Currently installed items:
Microsoft.Azure.WebJobs.ProjectTemplates
Version: 4.0.1942
Details:
Author: Microsoft
NuGetSource: https://api.nuget.org/v3/index.json
Templates:
Azure Functions (func) C#
Azure Functions (func) F#
Uninstall Command:
dotnet new uninstall Microsoft.Azure.WebJobs.ProjectTemplates
...
Currently installed items:
の後の第 1 レベルの項目は、テンプレート パッケージのアンインストールで使われる識別子です。 また、前の例では、Microsoft.Azure.WebJobs.ProjectTemplates
が表示されています。 ファイル システム パスを使ってテンプレート パッケージをインストールした場合、この識別子は .template.config フォルダーのフォルダー パスです。 dotnet new install
を使用してインストールされたテンプレート パッケージのみが一覧に表示されます。 .NET SDK に組み込まれているテンプレート パッケージは表示されません。
テンプレート パッケージをアンインストールする
テンプレート パッケージをアンインストールするには、dotnet new uninstall コマンドを使います。

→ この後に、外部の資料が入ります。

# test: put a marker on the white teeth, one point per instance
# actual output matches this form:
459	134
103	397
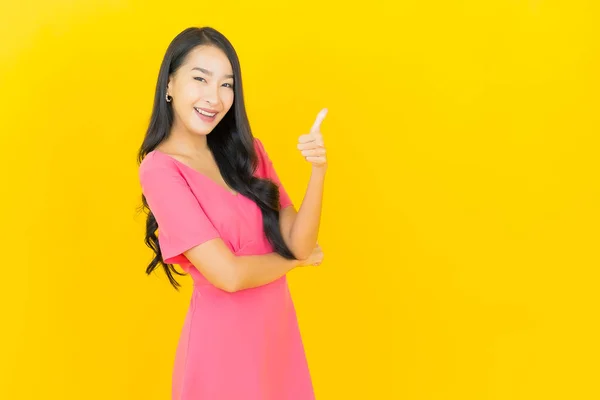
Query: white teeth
205	113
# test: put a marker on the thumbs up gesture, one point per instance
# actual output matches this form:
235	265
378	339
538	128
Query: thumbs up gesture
311	145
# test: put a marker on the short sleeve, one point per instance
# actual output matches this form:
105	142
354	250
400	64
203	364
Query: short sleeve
269	172
182	223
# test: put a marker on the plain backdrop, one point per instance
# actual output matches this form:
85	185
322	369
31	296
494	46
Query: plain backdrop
461	214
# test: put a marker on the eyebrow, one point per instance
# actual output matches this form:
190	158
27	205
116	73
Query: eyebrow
209	73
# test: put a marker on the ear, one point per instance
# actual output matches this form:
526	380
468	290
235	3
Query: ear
169	88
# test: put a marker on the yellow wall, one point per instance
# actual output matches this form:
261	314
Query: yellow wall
461	220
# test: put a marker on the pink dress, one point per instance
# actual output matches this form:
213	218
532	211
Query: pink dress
233	346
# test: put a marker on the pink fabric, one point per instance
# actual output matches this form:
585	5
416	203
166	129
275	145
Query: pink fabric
233	346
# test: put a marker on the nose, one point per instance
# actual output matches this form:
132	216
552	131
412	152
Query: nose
211	96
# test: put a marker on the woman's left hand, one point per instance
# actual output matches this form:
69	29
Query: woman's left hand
311	145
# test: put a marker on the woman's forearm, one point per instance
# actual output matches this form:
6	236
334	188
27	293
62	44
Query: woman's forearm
305	229
257	270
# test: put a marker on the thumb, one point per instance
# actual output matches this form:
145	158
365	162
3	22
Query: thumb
320	117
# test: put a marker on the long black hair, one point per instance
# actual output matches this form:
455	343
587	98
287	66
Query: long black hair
231	143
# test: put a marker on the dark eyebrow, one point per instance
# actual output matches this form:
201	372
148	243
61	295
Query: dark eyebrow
207	72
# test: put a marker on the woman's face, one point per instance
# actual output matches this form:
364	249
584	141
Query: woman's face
201	87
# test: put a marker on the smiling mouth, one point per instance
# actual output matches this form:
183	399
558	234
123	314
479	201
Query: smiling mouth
205	113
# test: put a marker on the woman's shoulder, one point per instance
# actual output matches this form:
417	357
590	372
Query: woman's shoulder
154	163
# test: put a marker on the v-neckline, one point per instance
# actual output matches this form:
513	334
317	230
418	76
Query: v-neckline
226	189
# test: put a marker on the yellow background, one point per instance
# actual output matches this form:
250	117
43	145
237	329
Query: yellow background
461	216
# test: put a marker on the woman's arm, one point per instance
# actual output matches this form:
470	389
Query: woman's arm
232	273
301	229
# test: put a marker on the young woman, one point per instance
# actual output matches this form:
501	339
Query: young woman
224	217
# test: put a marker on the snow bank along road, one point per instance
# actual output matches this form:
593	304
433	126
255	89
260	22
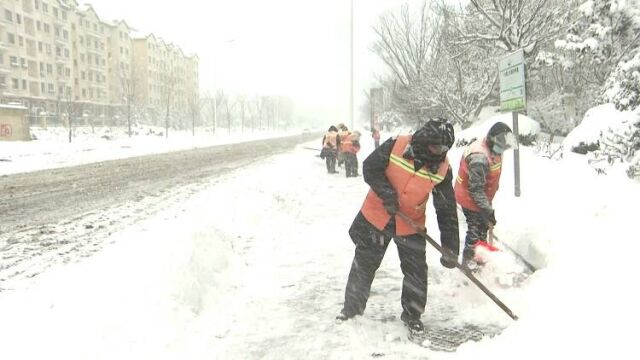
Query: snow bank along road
62	214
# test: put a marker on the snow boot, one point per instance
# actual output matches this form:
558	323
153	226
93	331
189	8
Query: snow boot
346	315
415	326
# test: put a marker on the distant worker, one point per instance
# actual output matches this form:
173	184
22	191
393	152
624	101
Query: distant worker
375	134
350	147
343	132
330	149
476	185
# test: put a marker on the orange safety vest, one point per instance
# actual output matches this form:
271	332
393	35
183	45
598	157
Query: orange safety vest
331	138
343	135
463	197
412	187
346	145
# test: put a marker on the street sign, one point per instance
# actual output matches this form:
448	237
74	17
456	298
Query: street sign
512	82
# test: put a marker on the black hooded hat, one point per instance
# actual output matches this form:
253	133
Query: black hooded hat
437	131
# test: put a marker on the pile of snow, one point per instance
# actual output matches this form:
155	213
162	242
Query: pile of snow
596	122
526	126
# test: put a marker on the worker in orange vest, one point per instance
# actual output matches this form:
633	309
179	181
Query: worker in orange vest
343	132
329	150
476	185
350	145
401	174
375	134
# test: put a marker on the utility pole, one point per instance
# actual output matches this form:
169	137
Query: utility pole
351	74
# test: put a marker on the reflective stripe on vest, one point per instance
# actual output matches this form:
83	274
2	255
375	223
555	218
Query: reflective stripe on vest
331	138
463	197
346	145
412	187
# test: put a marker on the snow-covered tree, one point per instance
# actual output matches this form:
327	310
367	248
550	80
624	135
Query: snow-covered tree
623	85
432	74
605	33
512	24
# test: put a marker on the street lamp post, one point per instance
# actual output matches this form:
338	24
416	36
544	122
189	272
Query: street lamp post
351	74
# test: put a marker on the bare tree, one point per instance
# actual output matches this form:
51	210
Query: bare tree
432	74
169	83
73	109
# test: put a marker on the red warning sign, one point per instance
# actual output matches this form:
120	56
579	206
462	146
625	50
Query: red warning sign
5	130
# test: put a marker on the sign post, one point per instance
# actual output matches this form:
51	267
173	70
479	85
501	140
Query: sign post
513	98
377	106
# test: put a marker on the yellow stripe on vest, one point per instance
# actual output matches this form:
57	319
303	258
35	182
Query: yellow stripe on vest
405	165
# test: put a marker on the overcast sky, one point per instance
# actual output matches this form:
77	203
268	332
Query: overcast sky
298	48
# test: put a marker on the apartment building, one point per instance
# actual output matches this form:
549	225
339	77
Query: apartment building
164	76
60	59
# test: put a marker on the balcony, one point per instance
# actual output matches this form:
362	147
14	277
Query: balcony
93	50
61	41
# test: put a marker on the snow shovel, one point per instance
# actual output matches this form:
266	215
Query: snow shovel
465	270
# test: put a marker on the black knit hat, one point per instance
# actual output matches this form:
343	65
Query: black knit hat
437	131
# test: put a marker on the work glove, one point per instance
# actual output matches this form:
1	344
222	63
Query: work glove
390	204
490	217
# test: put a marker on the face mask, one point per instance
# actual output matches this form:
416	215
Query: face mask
502	142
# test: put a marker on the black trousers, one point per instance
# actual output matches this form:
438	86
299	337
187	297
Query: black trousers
371	246
477	229
350	164
330	158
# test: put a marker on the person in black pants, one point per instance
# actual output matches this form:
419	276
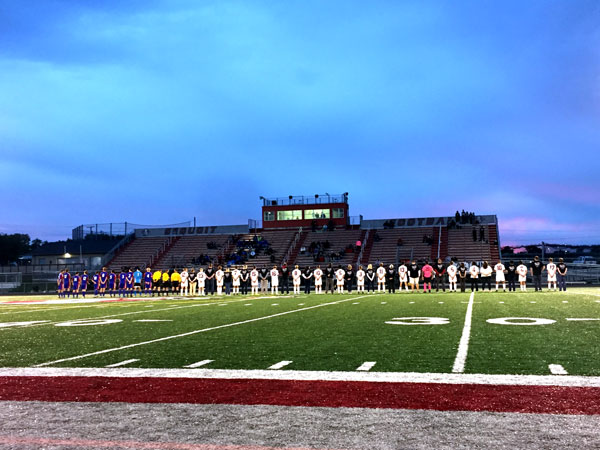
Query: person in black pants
561	275
391	279
227	280
284	279
511	276
349	278
440	273
210	280
306	276
462	277
329	281
370	278
537	267
245	280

NuGet フィードまたは直接 .nupkg ファイルでパッケージをインストールした場合は、識別子を指定します。
dotnet new uninstall <NUGET_PACKAGE_ID>
.template.config フォルダーに対するパスを指定してパッケージをインストールした場合は、そのパスを使ってパッケージをアンインストールします。 テンプレート パッケージの絶対パスは、dotnet new uninstall
コマンドによって提供される出力で確認できます。 詳しくは、インストールされているテンプレートの一覧の取得に関するセクションを参照してください。

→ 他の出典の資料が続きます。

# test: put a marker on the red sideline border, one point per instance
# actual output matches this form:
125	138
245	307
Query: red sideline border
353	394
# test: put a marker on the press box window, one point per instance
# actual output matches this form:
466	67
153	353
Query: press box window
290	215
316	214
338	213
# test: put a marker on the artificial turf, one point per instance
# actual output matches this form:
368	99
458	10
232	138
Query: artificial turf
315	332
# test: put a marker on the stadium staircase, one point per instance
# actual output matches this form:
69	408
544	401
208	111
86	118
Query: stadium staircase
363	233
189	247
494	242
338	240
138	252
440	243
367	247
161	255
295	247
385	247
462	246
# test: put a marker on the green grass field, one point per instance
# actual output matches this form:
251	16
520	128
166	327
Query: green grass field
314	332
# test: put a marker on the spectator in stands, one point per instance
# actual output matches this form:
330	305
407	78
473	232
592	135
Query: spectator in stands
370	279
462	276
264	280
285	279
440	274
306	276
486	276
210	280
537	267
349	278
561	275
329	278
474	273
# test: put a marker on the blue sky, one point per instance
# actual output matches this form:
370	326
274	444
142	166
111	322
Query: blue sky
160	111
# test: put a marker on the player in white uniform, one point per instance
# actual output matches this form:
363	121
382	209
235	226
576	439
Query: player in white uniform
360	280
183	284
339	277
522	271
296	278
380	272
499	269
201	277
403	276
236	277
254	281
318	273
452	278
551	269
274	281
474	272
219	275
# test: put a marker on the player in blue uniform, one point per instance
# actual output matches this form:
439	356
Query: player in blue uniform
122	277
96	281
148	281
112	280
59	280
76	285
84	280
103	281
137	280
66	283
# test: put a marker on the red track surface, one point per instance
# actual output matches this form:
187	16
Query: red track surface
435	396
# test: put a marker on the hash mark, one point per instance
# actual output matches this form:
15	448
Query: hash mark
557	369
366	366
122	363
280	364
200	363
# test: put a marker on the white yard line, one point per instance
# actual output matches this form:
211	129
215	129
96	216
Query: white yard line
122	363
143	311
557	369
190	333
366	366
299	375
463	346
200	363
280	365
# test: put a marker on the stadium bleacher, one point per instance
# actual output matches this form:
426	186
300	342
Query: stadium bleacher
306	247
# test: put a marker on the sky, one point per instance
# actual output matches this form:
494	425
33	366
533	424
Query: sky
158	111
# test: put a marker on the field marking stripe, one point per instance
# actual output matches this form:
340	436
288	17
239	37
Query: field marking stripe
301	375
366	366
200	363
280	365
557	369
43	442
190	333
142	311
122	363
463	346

dotnet new uninstall <FILE_SYSTEM_DIRECTORY>
カスタム テンプレートを利用してプロジェクトを作成する
テンプレートがインストールされたら、事前インストールされている他のテンプレートの場合と同様に、dotnet new <TEMPLATE>
コマンドを実行してテンプレートを使用します。 テンプレートの設定で構成したテンプレート固有のオプションなど、オプションを dotnet new
コマンドに対して指定することもできます。 テンプレートの省略名 (短い名前) をコマンドに直接指定します。